Generally speaking, I have been able to parse these fields (i.e. extract the field name and its value, if there is one) by using the following java code:
Using java Syntax Highlighting
WordprocessingMLPackage wordMLPackage = Docx4J.load(word_file);
MainDocumentPart documentPart = wordMLPackage.getMainDocumentPart();
// find fields
ComplexFieldLocator fl = new ComplexFieldLocator();
new TraversalUtil(documentPart.getContent(), fl);
{
// canonicalise and setup fieldRefs
List<FieldRef> fieldRefs = new ArrayList<>();
for (P p : fl.getStarts()) {
FieldsPreprocessor.canonicalise(p, fieldRefs);
}
for (FieldRef fr : fieldRefs) {
String[] l = new String[2];
//initialize with empty string
l[1] = "";
//get "begin" area of field -- it contains fldchar definition and checkbox values
R beg = fr.getBeginRun();
ClassFinder fldchar_finder = new ClassFinder(FldChar.class);
new TraversalUtil(beg.getContent(), fldchar_finder);
for (Object fld_o : fldchar_finder.results) {
FldChar fld = (FldChar) fld_o;
if (fld.getFldCharType() == STFldCharType.BEGIN) {
ClassFinder ctff_finder = new ClassFinder(CTFFData.class);
new TraversalUtil(fld, ctff_finder);
for (Object ctff_obj : ctff_finder.results) {
if (ctff_obj instanceof CTFFData) {
CTFFData c_d = (CTFFData) ctff_obj;
List<JAXBElement<?>> el_list = c_d.getNameOrEnabledOrCalcOnExit();
for (JAXBElement<?> j_el : el_list) {
if (j_el.getValue() instanceof CTFFName) {
CTFFName n = (CTFFName) j_el.getValue();
l[0] = n.getVal();
}
if (j_el.getValue() instanceof CTFFCheckBox) {
CTFFCheckBox c = (CTFFCheckBox) j_el.getValue();
if (c != null) {
if (c.getChecked() != null) {
l[1] = c.getChecked().isVal() ? "true" : "false";
} else if (c.getDefault() != null) {
l[1] = c.getDefault().isVal() ? "true" : "false";
}
}
}
}
}
}
}
}
//get "result" area of field -- it contains value in case of text fields
R res = fr.getResultsSlot();
for (Object o : res.getContent()) {
JAXBElement el = (JAXBElement) o;
if (el.getValue() instanceof Text) {
//add all values to l[1] as they may be distributed over several fields....

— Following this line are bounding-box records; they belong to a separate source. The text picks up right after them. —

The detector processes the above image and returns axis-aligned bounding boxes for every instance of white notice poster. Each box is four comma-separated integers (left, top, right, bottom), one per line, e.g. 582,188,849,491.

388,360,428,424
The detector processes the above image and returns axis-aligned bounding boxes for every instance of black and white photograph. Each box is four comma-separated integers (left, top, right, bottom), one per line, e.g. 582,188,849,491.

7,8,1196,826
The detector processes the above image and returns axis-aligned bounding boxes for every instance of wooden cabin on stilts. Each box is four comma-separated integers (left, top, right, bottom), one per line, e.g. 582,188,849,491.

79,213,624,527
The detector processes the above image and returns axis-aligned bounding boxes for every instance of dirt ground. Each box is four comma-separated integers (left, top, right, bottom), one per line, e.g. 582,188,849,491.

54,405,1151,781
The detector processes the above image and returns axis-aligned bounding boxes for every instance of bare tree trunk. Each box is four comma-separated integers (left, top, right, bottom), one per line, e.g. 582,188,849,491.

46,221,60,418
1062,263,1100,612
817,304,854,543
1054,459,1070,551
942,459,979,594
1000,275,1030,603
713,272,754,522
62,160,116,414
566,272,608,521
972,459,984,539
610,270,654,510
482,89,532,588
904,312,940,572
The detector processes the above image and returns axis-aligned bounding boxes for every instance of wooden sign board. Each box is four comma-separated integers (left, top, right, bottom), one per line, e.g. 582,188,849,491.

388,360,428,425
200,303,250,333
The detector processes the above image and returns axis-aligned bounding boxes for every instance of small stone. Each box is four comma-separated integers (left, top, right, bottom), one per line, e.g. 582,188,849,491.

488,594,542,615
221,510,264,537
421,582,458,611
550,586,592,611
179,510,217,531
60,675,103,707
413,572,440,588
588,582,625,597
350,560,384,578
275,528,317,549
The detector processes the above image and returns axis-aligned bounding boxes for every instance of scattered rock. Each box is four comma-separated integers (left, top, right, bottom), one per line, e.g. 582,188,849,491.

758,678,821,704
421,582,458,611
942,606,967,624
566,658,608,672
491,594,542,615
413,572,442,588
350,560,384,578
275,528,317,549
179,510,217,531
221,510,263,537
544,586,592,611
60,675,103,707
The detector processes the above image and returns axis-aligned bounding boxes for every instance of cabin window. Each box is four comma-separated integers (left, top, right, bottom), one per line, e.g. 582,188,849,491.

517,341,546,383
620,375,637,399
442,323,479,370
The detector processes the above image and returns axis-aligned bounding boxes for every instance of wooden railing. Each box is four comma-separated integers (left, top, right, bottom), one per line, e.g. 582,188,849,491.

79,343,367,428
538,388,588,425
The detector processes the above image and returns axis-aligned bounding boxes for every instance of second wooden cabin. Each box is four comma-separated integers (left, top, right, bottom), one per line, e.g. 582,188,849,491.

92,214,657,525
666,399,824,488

l[1] += ((Text) el.getValue()).getValue();
//System.out.println("Value: " + el.getValue());
}
}
//remove all unneccessary whitespace
l[1] = l[1].trim();
System.out.println(l[0] + ": " + l[1]);
lines.add(l);
}
}
MainDocumentPart documentPart = wordMLPackage.getMainDocumentPart();
// find fields
ComplexFieldLocator fl = new ComplexFieldLocator();
new TraversalUtil(documentPart.getContent(), fl);
{
// canonicalise and setup fieldRefs
List<FieldRef> fieldRefs = new ArrayList<>();
for (P p : fl.getStarts()) {
FieldsPreprocessor.canonicalise(p, fieldRefs);
}
for (FieldRef fr : fieldRefs) {
String[] l = new String[2];
//initialize with empty string
l[1] = "";
//get "begin" area of field -- it contains fldchar definition and checkbox values
R beg = fr.getBeginRun();
ClassFinder fldchar_finder = new ClassFinder(FldChar.class);
new TraversalUtil(beg.getContent(), fldchar_finder);
for (Object fld_o : fldchar_finder.results) {
FldChar fld = (FldChar) fld_o;
if (fld.getFldCharType() == STFldCharType.BEGIN) {
ClassFinder ctff_finder = new ClassFinder(CTFFData.class);
new TraversalUtil(fld, ctff_finder);
for (Object ctff_obj : ctff_finder.results) {
if (ctff_obj instanceof CTFFData) {
CTFFData c_d = (CTFFData) ctff_obj;
List<JAXBElement<?>> el_list = c_d.getNameOrEnabledOrCalcOnExit();
for (JAXBElement<?> j_el : el_list) {
if (j_el.getValue() instanceof CTFFName) {
CTFFName n = (CTFFName) j_el.getValue();
l[0] = n.getVal();
}
if (j_el.getValue() instanceof CTFFCheckBox) {
CTFFCheckBox c = (CTFFCheckBox) j_el.getValue();
if (c != null) {
if (c.getChecked() != null) {
l[1] = c.getChecked().isVal() ? "true" : "false";
} else if (c.getDefault() != null) {
l[1] = c.getDefault().isVal() ? "true" : "false";
}
}
}
}
}
}
}
}
//get "result" area of field -- it contains value in case of text fields
R res = fr.getResultsSlot();
for (Object o : res.getContent()) {
JAXBElement el = (JAXBElement) o;
if (el.getValue() instanceof Text) {
//add all values to l[1] as they may be distributed over several fields....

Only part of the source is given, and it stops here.